Removing a few lower leaves that have started to turn yellow or have been half eaten by a slug is a good idea. It helps to keep plants healthy by not giving insects and germs decaying leaves to feed on and helps create more air flow around the base of the plants.
If you are growing in a greenhouse, aeration is particularly important and helps reduce condensation and fungal/mould problems.

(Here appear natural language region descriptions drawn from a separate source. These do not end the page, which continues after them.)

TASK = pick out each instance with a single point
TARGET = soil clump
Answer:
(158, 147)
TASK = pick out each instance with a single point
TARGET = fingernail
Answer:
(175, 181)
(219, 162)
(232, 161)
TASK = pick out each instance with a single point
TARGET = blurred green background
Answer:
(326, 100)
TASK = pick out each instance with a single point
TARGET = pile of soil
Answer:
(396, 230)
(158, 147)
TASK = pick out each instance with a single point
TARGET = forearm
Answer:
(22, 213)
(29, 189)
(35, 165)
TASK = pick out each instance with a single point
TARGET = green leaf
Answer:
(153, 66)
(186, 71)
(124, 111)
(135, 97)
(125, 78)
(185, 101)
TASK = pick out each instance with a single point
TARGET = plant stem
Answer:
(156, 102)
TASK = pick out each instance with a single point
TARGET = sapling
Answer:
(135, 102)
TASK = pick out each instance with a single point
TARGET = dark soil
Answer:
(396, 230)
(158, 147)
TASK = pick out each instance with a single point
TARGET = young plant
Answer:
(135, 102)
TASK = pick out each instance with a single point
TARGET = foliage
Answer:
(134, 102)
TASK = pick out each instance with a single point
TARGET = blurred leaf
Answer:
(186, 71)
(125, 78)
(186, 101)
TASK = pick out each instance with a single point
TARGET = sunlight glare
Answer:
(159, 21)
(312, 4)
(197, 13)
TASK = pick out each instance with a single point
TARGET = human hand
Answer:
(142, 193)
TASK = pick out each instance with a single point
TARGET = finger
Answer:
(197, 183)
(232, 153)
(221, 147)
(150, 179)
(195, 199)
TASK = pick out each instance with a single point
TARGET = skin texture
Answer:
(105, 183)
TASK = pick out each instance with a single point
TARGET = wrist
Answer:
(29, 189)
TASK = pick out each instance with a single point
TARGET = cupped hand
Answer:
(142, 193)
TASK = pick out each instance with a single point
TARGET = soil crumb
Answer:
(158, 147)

Remove leaf branches gradually so as not to stress plants. Snapping off their leaf branches rather than cutting them off is best because using a blade can transfer disease from plant to plant. This also applies when removing side shoot, so snap them off too!
A Common Leaf Problem
This is around the time of the season when tomato leaves begin to show signs of damage, disease or deficiency.
If you haven’t grown tomatoes before, poorly looking leaves around the bottom of a plant can be alarming. However, it is quite normal for leaves to show all sorts of spots, freckles and unexpected colours and the plant still be healthy enough to produce tomatoes.

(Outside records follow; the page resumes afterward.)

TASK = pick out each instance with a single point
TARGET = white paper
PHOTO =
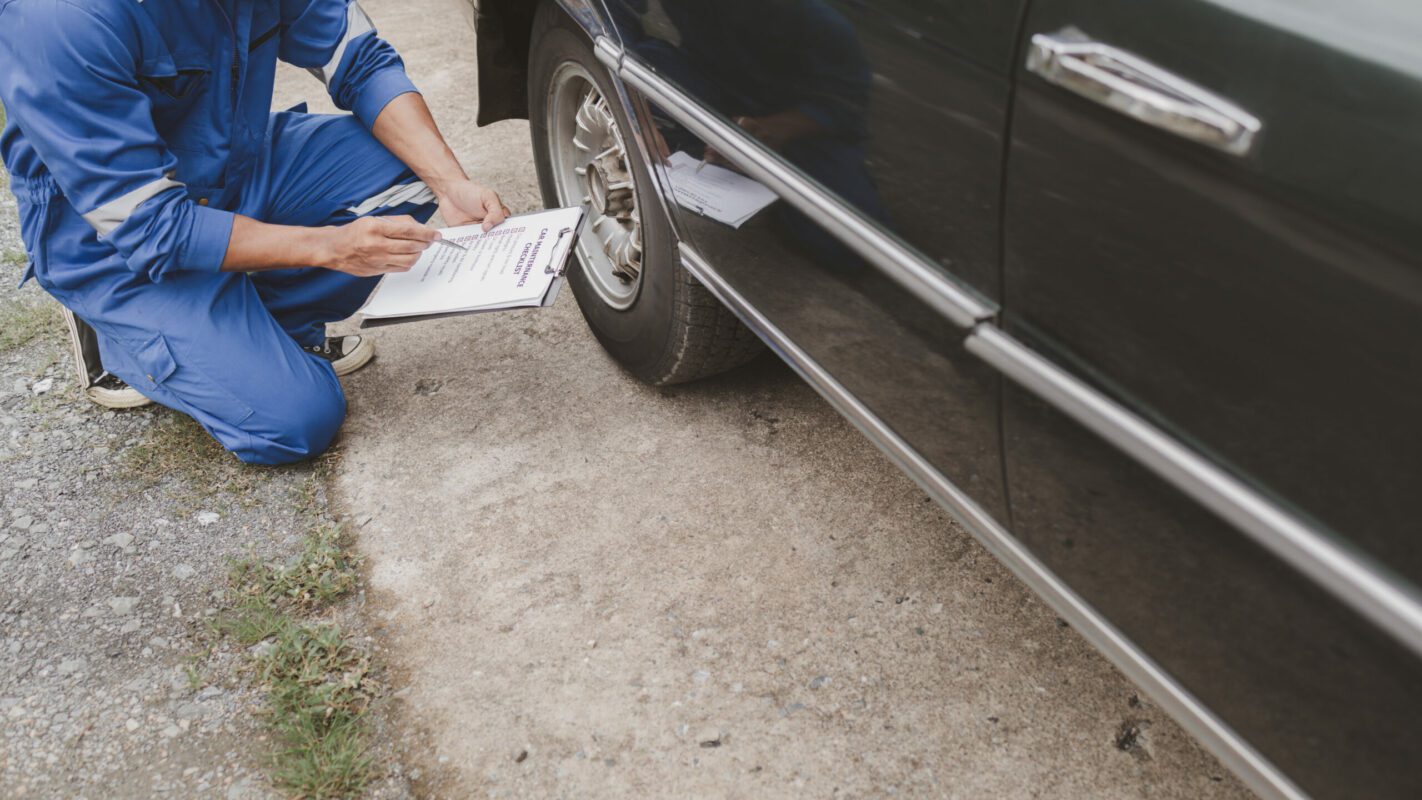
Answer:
(715, 192)
(505, 267)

Tomato plants send their nutrients to the growing tip (on a tall variety) or tips (on a bush variety) and the lower, older leaves get hardly any food at all!
Here’s a good example of old yellow leaves that have been removed.
Nothing to worry about, just remove the leaf branches and the rest of the plant will be fine.
Yellowing in lower leaves is caused by nutrient deficiency as the plant send its food to the growing tip.
As mentioned above, keeping things tidy around the base of the stem helps to:
- Reduce disease
- Helps stop insects breeding
- Increases air flow
- Keeps lower leaves off the soil
These are especially important in wet conditions or in a greenhouse where there is condensation and less air flow.